His timing is nearly perfect. His swing is graceful and level. His bat connects … and the ball is fouled off.
"I had a pretty healthy cut," Jaso said. "That was a pitch I should have handled."
Jaso is now in an 0-and-2 hole with the go-ahead run on second base.
Yet he refuses to go completely into survival mode. If he's worried about being defensive, he won't get a good swing. So he's focused instead on simply taking the ball back through the middle.
The third pitch is up to 98 mph and a little higher in the strike zone. He fouls it off again.
"I was just happy to get a piece of it," Jaso said.
He has now seen 96, 96 and 98. Jaso is expecting another fastball. Feliz instead throws an 82 mph slider.

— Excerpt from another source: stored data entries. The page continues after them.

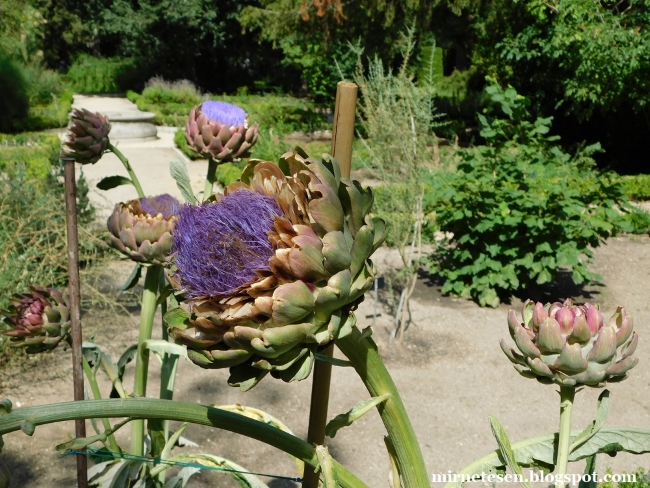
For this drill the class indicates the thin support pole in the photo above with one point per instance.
(75, 306)
(342, 137)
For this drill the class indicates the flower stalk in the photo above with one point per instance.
(362, 353)
(150, 408)
(210, 178)
(567, 395)
(148, 311)
(129, 169)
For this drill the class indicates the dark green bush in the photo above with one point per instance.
(520, 208)
(637, 187)
(13, 93)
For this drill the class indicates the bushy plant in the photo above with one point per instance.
(89, 74)
(520, 208)
(637, 187)
(13, 93)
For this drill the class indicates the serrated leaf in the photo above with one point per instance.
(179, 172)
(133, 278)
(540, 451)
(359, 410)
(505, 448)
(113, 182)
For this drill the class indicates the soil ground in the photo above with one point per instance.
(450, 372)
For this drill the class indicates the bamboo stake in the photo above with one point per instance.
(75, 306)
(342, 137)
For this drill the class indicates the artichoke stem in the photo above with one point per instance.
(129, 169)
(210, 178)
(567, 394)
(147, 313)
(362, 353)
(94, 387)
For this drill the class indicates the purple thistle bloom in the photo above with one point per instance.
(164, 204)
(218, 246)
(224, 113)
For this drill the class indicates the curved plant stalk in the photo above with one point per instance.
(147, 313)
(94, 387)
(567, 395)
(129, 169)
(150, 408)
(362, 353)
(210, 178)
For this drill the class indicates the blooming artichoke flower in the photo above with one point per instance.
(569, 345)
(88, 138)
(142, 229)
(39, 319)
(273, 270)
(220, 131)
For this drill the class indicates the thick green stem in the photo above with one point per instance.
(362, 353)
(210, 178)
(129, 169)
(94, 387)
(140, 408)
(567, 394)
(147, 313)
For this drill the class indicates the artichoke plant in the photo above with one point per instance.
(220, 131)
(142, 229)
(88, 137)
(274, 269)
(38, 319)
(570, 345)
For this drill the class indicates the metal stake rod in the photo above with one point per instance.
(75, 306)
(342, 137)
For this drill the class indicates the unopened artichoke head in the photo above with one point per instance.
(142, 229)
(220, 131)
(38, 319)
(88, 137)
(272, 271)
(570, 345)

And the guy who was sent to Durham in April for his eighth minor-league season, keeps his bat back for a fraction of a second to adjust then hits a soft liner up the middle. Peña races around from second base, and the Rays have their first lead in the division series.
"It was hard to adjust, but luckily he got it a little up and over the plate. If it was down in the dirt, I was probably swinging over it and striking out," Jaso said.
• • •
The difference is in perception.
The Rays are still facing a must-win situation in Game 4 today, but you wonder if the Rangers don't feel the same way.
If Texas does not win this afternoon, the Rangers have to get back on a plane and return to Tampa Bay. It isn't quite as dire as what the Rays face, but the idea of trying to avoid a winner-takes-all game at Tropicana Field has to ratchet up the pressure to some degree.
After all, the Rangers had this series won. They dominated the first two games and were a handful of outs away from advancing to the American League Championship Series for the first time in franchise history.
For their first 252/3 innings, the Rangers had given up one home run and a grand total of three runs.
Beginning with Jaso's RBI single, the Rangers surrendered two homers and three more runs in 11/3 innings.
"Jaso's hit jumpstarted the whole group," said executive vice president Andrew Friedman. "You saw a lot more enthusiasm from the bench. The emotions were there for everybody. What it really showed was the character of the group."